The Restated Bylaws require a stockholder proponent of a Board nomination or other business to fully disclose additional information regarding ownership interest in the stockholder’s advance notice to the Company, including a description of any derivative or short positions, profit interests, options, hedging transactions, borrowed or loaned shares the stockholder has with respect to the Company’s stock, trading activities and other economic and voting interests in the Company’s stock or derivatives over the prior 12 month period;

 

   

The Restated Bylaws require a stockholder nominating a person for election as a director to include in the stockholder’s advance notice certain biographical information about each director nominee as well as a questionnaire completed by each director nominee that requires the nominee to disclose any voting commitments the nominee may have with a third person and a commitment by the nominee to comply with the Company’s corporate governance standards and certain other Company policies and guidelines if elected;

 

   

The Restated Bylaws specify the need for a stockholder providing advance notice of a Board nomination or other business to update and supplement such notice; and

 

   

The Restated Bylaws clarify language about deadlines for stockholder nominees when the size of the Board is increased after the deadline for stockholder nominees provided under the Restated Bylaws has passed, to avoid inadvertent extension of the period due to increases in the size of the Board in the ordinary course of business.

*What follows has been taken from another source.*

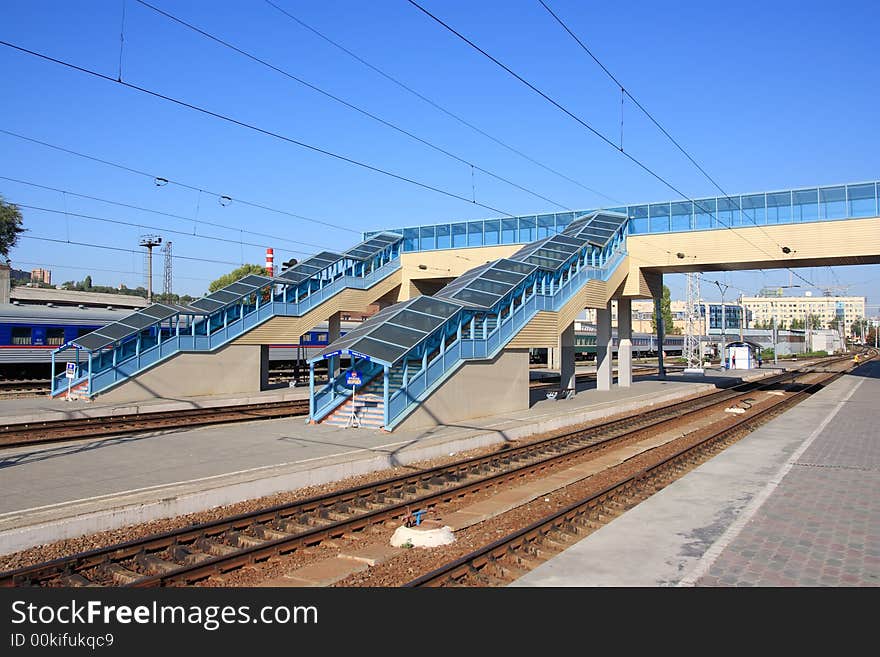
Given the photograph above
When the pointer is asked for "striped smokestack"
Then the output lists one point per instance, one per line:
(270, 262)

The foregoing summary of the changes to the terms of our Bylaws is subject to, and qualified in its entirety by reference to the Restated Bylaws, which are attached to this Current Report on Form 8-K as Exhibit 3.2 and are incorporated herein by reference.

 

Item 9.01 Financial Statements and Exhibits.

(d) Exhibits

 

Number

  

Description

3.2    Amended and Restated Bylaws of the registrant, as amended and restated through December 2, 2008.


SIGNATURES

Pursuant to the requirements of the Securities Exchange Act of 1934, the registrant has duly caused this report to be signed on its behalf by the undersigned hereto duly authorized.

 

    ENTROPIC COMMUNICATIONS, INC.
Dated: December 5, 2008     By:   /s/ Lance W. Bridges
        Lance W. Bridges, Esq.
        Vice President of Corporate Development and General Counsel


EXHIBIT INDEX

 

Number

  

Description

3.2    Amended and Restated Bylaws of the registrant, as amended and restated through December 2, 2008.